Here are a few takeaways from our high availability implementation work that might be helpful for someone with similar service availability concerns. Each of these warrants a separate blog post of its own but I will highlight them here:

  • Carefully select the actions that should be executed synchronously, and be on the lookout for opportunities where tasks can be deferred to asynchronous execution. This will drive the infrastructure footprint requiring high availability to a bare minimum. Consider, for example, a service that captures checkouts. It creates orders and sends a confirmation email to the customer. Instead of implementing high availability for the entire workflow, it might be acceptable to only guarantee capture of the incoming requests. As long as requests are successfully queued up, the rest of the workflow can happen asynchronously as it is less time critical.

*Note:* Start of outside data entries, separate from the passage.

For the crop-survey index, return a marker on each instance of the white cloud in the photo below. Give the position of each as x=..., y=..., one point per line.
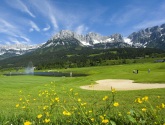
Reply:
x=149, y=23
x=81, y=29
x=33, y=27
x=17, y=4
x=124, y=17
x=46, y=28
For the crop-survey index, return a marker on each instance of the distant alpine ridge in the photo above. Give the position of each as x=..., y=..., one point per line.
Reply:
x=153, y=37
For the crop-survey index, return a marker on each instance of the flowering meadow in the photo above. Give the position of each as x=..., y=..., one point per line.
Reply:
x=48, y=108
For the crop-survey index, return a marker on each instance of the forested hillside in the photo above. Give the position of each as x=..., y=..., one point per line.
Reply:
x=82, y=57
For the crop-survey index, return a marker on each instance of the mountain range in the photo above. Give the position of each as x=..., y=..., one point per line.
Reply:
x=153, y=37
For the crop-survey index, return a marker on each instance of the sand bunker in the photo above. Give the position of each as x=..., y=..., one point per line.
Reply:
x=121, y=84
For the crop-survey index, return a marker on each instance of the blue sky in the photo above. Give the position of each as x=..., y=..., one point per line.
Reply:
x=36, y=21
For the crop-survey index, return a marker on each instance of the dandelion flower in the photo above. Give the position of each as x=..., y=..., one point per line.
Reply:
x=27, y=123
x=39, y=116
x=116, y=104
x=105, y=121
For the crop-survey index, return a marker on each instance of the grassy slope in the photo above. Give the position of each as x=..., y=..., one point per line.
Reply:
x=10, y=86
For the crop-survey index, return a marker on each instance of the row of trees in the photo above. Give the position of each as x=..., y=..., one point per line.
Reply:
x=83, y=57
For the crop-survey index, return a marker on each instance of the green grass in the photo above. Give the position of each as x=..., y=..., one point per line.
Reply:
x=31, y=85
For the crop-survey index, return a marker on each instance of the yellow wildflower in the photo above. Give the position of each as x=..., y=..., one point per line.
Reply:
x=105, y=121
x=144, y=109
x=116, y=104
x=27, y=123
x=47, y=120
x=17, y=105
x=105, y=98
x=39, y=116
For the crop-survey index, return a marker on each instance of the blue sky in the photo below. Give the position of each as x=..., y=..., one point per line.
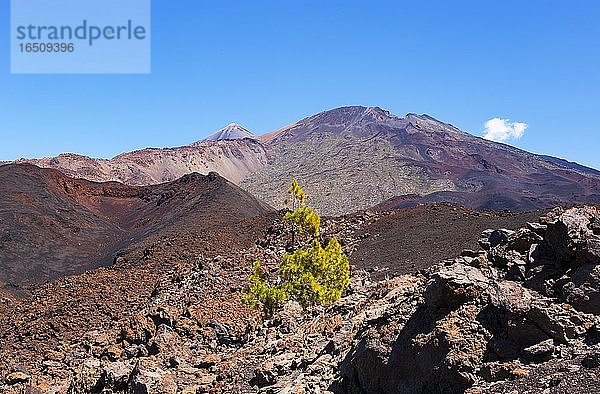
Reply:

  • If you don’t keep the backup data center warmed up, when failover is triggered, you can possibly experience higher than usual latency. One way to address this cold start problem is to set the failover data center to rerun read queries from the active data center so that caches and databases are primed for efficient query response.
  • Finally, you should develop a cadence for testing your high availability setup via a forced failover. Chaos monkey is a great tool to facilitate this exercise, but periodically doing a manual forced failover can be a good starting point as well.